SWE-bench uses Docker for reproducible evaluations, so install Docker first, then build the package from source and run a quick gold-patch check to confirm your setup.

Install Docker

Follow Docker's official install guide for your OS. On Linux, also complete the post-installation steps. Evaluation is resource intensive: the docs recommend an x86_64 machine with at least 120GB free storage, 16GB RAM, and 8 CPU cores.

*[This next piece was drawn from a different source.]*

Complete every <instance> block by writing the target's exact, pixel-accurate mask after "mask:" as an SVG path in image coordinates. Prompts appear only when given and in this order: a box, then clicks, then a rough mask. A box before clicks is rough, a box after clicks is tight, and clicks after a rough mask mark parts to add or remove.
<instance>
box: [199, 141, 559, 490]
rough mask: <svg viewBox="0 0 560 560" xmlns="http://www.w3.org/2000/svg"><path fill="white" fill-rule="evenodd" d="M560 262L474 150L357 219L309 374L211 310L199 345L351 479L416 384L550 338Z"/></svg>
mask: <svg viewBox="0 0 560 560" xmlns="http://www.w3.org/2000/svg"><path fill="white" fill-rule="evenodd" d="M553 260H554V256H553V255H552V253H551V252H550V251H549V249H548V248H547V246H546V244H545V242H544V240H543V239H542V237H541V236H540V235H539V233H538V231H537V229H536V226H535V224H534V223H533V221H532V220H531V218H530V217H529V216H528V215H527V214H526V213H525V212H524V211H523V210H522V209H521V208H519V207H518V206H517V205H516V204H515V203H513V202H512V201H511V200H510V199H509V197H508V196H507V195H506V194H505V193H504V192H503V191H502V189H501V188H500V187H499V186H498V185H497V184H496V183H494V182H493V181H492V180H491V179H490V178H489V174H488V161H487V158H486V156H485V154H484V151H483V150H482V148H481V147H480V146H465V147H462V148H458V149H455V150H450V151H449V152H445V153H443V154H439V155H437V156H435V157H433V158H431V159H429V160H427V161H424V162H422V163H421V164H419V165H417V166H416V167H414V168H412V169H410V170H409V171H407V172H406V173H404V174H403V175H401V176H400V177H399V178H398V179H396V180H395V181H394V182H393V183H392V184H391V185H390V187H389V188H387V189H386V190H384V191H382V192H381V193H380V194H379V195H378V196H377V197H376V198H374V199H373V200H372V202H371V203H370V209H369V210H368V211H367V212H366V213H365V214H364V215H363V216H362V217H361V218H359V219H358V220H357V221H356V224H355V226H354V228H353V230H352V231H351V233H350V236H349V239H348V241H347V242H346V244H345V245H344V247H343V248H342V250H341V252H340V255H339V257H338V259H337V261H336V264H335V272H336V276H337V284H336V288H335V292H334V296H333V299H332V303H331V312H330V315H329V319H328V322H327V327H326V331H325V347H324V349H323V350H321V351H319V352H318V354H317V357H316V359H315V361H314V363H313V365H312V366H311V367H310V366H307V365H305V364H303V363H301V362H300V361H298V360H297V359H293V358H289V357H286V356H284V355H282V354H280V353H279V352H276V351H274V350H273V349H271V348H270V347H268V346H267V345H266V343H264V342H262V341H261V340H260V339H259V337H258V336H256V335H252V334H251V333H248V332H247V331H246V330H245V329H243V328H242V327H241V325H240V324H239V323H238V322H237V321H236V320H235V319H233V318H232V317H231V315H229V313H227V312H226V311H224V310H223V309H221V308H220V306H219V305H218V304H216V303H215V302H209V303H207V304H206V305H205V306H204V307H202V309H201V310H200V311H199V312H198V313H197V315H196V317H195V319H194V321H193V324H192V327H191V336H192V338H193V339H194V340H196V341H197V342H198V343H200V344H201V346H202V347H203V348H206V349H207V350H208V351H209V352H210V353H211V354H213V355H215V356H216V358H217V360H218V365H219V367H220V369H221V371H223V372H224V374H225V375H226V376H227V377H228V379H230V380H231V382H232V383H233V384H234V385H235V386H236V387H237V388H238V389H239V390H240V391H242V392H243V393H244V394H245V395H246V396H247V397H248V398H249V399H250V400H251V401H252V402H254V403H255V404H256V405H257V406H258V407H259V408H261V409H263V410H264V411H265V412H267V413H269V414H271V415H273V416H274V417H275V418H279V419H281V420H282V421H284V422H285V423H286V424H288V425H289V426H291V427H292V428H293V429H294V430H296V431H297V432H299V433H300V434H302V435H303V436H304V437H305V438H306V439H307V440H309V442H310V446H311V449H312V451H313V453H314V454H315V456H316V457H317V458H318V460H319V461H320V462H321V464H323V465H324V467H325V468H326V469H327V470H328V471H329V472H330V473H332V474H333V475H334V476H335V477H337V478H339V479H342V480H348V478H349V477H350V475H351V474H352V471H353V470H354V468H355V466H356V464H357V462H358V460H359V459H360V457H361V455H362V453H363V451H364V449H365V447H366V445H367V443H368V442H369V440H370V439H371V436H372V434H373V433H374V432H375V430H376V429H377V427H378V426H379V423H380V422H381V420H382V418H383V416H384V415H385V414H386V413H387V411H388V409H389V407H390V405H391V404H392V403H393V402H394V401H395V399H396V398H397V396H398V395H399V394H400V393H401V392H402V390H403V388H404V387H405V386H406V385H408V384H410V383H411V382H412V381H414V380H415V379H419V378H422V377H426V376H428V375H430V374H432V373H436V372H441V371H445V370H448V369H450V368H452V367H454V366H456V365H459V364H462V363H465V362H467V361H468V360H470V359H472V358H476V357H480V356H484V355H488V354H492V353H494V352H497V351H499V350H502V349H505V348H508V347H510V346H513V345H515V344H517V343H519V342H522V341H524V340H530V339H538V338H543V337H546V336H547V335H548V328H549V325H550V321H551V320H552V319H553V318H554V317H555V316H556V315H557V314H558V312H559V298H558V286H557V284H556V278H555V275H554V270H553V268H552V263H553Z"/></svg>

Install SWE-bench from source

Clone the repository and install it in editable mode with pip.

bashbash
git clone git@github.com:princeton-nlp/SWE-bench.git
cd SWE-bench
pip install -e .

Verify the installation

Run the harness against a single instance using the gold patch. On Apple Silicon or other ARM systems, add --namespace '' to build images locally.

bashbash
python -m swebench.harness.run_evaluation \
    --predictions_path gold \
    --max_workers 1 \
    --instance_ids sympy__sympy-20590 \
    --run_id validate-gold

Evaluate your own predictions

Point the harness at your predictions file and pick a dataset such as SWE-bench Lite. Results are written to the evaluation_results directory, with build and run logs under logs/.

bashbash
python -m swebench.harness.run_evaluation \
    --dataset_name princeton-nlp/SWE-bench_Lite \
    --predictions_path <path_to_predictions> \
    --max_workers <num_workers> \
    --run_id <run_id>

Commands and code are distilled from the project's own documentation — always check the official repo for the latest.

When to use it

  • Measuring how well a new code-fixing model or agent resolves real GitHub issues against a standard task set
  • Comparing model variants on SWE-bench Lite or Verified to track progress between training runs
  • Validating gold patches or your own predictions in a reproducible Docker environment before reporting results
  • Running large evaluations on the cloud via Modal or sb-cli when local hardware is limited

How SWE-bench compares

SWE-bench alongside other open-source benchmark harnesses tools AI/TLDR tracks, ranked by GitHub stars.

ToolStarsWhat it does
LM Evaluation Harness★ 13kEleutherAI's framework for few-shot evaluation of language models across 60+ academic benchmarks, used as the backend for many leaderboards.
OpenCompass★ 7.1kAn LLM evaluation platform that runs models against 100+ datasets covering reasoning, knowledge, coding, and domain tasks, with leaderboards and multi-model support.
SWE-bench★ 5.2kTest whether language models can resolve real GitHub issues
simple-evals★ 4.5kOpenAI's lightweight library for running standard zero-shot, chain-of-thought benchmarks like MMLU, MATH, and GPQA to measure model accuracy.
lmms-eval★ 4.2kAn evaluation suite for large multimodal models that runs image, video, and audio benchmarks across many tasks with a unified, reproducible interface.
AgentBench★ 3.5kA benchmark that evaluates LLMs as agents across diverse interactive environments such as operating systems, databases, web browsing, and games.
HELM★ 2.8kStanford CRFM's Holistic Evaluation of Language Models framework for reproducible, transparent benchmarking of foundation and multimodal models across many scenarios and metrics.
LightEval★ 2.5kHugging Face's toolkit for evaluating LLMs on standard benchmarks across multiple inference backends, with custom task and metric definitions.